I have been thinking about this for a couple of weeks. On February 20th, there was a story on NPR about the gestationally youngest (known) preemie to survive–ever, anywhere. Her name is Amillia and she was born at 21 weeks and 6 days gestation (a little more than half the gestation of a normal pregnancy). She was 9 1/2 inches long (think ball point pen) and weighed 10 ounces.
Amillia is not the smallest preemie to survive. Two years ago, Rumaisa Rahman was born at 25 weeks and 6 days gestation weighing 8.6 ounces (think lighter than a can of pop). The thing that angered me when Rumaisa’s story was all over the media was that people kept saying that she was “perfectly normal,” and that they expected her to develop “normally.”
The focus of stories about extreme prematurity is often on how the babies were “saved,” how they’re “miracles.” But little attention is given to the long-term effects of severe prematurity. The truth is that it remains the #1 cause of disability among newborns.
The thing that I appreciated most when I listened to Amillia’s story was the cautionary note in Dr. Paul Fassbach’s voice. He said that Amillia’s case was specific, and that though she seemed to be doing well, there were still issues that might arise with her brain development. He said the American Academy of Pediatrics did not recommend intervention in the case of babies as early as Amillia, and he “worries that parents of other extremely premature babies will hear Amillia’s story and expect the same outcome.”
Now, it’s hard, nay impossible, for me to say what I would do if I were in Amillia’s mother’s situation. Amillia was teetering on the edge of viability. Would I say, no, don’t do anything to try to save her? Or would I go all out? I don’t know. Can anyone know, for sure, what they would do in this situation? The thing is, I know what can go wrong. I am intimately acquainted with the neonatal intensive care unit (NICU). I know a 23-weeker who had a grade 4 brain hemorrhage, encephalitis, and CP, and who will never speak or walk. But I know 23-weekers who are, except for a slight limp or glasses or math processing problems, fine.
But you can never know. And the question that I keep coming back to (and which makes me very uncomfortable) is this: just because we can save 21 and 22-weekers, should we? How far should we push this? That early, most babies will die, or have severe disabilities. But then there are babies like Amillia.
There is a wonderful memoir called Past Due: A Story of Disability, Pregnancy and Birth by Anne Finger, which explores the complexities of disability and reproductive rights. Finger, who won the AWP Award for Short Fiction in 1987 (for her collection Basic Skills), was one of the last people in the U.S. to get polio. In Past Due, the story of Finger’s pregnancy and birth of her son are couched in a larger discussion of disability and reproductive rights.

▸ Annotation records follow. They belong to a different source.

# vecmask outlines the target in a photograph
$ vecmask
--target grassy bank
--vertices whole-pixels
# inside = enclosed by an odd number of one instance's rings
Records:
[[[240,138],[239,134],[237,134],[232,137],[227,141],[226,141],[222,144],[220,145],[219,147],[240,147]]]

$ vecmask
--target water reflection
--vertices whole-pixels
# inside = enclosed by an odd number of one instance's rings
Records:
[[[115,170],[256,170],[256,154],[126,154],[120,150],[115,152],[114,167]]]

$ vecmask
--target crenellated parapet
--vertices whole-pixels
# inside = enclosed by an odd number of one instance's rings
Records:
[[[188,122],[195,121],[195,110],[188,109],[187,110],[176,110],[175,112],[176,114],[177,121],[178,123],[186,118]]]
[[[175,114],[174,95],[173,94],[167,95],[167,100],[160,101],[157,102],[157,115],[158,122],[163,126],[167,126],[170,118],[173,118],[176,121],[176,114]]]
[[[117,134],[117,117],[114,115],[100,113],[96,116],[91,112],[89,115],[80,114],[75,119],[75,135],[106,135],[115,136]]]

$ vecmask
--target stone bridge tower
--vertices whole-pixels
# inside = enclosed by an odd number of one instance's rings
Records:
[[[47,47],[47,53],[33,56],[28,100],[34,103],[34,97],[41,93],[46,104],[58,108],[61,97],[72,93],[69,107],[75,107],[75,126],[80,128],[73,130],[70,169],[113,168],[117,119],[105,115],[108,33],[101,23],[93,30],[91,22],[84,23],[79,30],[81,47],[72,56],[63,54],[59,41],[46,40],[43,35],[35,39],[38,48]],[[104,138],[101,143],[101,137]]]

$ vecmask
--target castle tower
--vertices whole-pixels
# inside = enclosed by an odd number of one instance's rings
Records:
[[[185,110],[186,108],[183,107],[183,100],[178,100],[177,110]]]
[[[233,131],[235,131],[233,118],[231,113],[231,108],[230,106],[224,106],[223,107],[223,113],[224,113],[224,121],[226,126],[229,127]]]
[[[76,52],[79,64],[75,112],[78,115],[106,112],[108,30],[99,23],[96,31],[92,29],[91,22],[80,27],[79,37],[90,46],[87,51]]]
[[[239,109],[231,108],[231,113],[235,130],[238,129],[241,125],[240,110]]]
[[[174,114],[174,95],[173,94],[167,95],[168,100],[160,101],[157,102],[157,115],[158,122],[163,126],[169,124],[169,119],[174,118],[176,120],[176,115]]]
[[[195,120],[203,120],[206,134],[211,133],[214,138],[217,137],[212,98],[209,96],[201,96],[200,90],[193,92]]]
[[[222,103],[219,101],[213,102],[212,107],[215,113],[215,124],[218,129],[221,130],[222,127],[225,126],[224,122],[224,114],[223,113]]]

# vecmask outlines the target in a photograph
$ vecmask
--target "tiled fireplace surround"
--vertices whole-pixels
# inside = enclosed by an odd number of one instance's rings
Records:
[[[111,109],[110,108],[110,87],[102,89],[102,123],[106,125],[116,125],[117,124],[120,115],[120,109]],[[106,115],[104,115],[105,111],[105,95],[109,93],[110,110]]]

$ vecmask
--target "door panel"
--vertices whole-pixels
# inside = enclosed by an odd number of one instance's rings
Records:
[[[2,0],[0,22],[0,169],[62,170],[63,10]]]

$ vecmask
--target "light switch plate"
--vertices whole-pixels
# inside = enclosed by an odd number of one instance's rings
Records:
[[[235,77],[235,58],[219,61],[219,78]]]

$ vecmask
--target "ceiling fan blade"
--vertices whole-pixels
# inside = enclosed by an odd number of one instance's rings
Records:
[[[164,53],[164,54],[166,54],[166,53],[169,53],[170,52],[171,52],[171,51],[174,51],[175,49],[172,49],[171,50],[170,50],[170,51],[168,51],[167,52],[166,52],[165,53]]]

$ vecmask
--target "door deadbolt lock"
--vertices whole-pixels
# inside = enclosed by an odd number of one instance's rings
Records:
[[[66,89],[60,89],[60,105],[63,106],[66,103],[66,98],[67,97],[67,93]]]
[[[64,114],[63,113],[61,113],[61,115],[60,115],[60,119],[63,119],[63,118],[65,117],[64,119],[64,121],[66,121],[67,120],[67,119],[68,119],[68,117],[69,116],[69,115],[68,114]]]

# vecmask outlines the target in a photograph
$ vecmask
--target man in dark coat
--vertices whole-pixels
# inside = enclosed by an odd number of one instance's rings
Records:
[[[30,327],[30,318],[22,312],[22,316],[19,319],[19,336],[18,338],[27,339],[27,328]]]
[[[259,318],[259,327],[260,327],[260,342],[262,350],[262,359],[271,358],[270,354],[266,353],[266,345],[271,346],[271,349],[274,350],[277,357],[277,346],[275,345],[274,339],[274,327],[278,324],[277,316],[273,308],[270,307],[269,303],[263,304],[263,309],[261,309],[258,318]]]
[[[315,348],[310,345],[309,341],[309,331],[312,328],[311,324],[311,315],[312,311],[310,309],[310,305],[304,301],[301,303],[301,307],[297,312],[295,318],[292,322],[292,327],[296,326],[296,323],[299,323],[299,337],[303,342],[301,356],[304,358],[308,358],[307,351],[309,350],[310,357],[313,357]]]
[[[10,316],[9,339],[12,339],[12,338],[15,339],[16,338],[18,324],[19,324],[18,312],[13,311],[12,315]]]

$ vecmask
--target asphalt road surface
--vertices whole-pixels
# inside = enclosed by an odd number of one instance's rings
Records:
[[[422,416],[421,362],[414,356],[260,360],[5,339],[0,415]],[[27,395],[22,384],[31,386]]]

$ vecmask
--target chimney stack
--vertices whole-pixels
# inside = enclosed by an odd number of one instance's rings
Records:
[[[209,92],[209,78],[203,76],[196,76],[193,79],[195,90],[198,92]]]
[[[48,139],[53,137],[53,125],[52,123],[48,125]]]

The book is often gritty. Finger never shies away from the hard questions (as I am probably doing here, by turning to her). She writes about a meeting of the Committee to Defend Reproductive Rights where she was asked to speak about disability and reproductive rights. The discussion was tense, and at the end of the meeting, Finger says, “What it all boiled down to was, did I really think that disabled people were as good as everyone else? Was I really saying that a disabled life was worth living? I was too stunned to respond to them very well. What seemed obvious to me–that a disabled life was worth living; that our lives weren’t endless misery–seemed dubious at best to them.”
When there are complications with her son’s birth and he ends up in the NICU, all of these issues come up again.
Finger has written a several other books; the most recent is Elegy for a Disease: A Personal and Cultural History of Polio. I have not read it, but I will. She’s not afraid of asking the hard questions, and I need her help.